Concrete binary floating-point types, part 4
Signed zero, infinity, and NaN
Background:
IEEE 32-bit and 64-bit binary floating-point types have no more than one representation of each nonzero finite number, and each representation has only one encoding. (For historical reasons, the extended-precision 80-bit binary floating-point type does support a second, noncanonical encoding of some representations.)
Because the sign is represented independently of the significand, there are two representations of zero: positive zero and negative zero. They compare equal to one another but are not substitutable for all arithmetic operations. For example, the reciprocal of positive zero is positive infinity, but the reciprocal of negative zero is negative infinity.
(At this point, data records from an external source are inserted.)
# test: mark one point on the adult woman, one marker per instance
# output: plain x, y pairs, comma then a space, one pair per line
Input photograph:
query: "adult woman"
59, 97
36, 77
This behavior is specified by the IEEE 754 standard and is common to many languages.
When all the bits used to encode the exponent are nonzero, the encoded value is not finite. Instead, that value is positive infinity, negative infinity, or NaN (“not a number”). The rationale for supporting these values is beyond the scope of this article. Briefly, however:
The result of an operation that is too large in magnitude to be represented as a finite value overflows to positive or negative infinity. (The result of an operation that is too small in magnitude to be represented as a nonzero value underflows to zero.)
Dividing 0.0 by 0.0 is considered “invalid” and the result of that operation is NaN, as specified by the IEEE 754 standard. Other cases in which the result of an operation is NaN are carefully enumerated by the standard; the rationale for such behavior is well beyond the scope of this article.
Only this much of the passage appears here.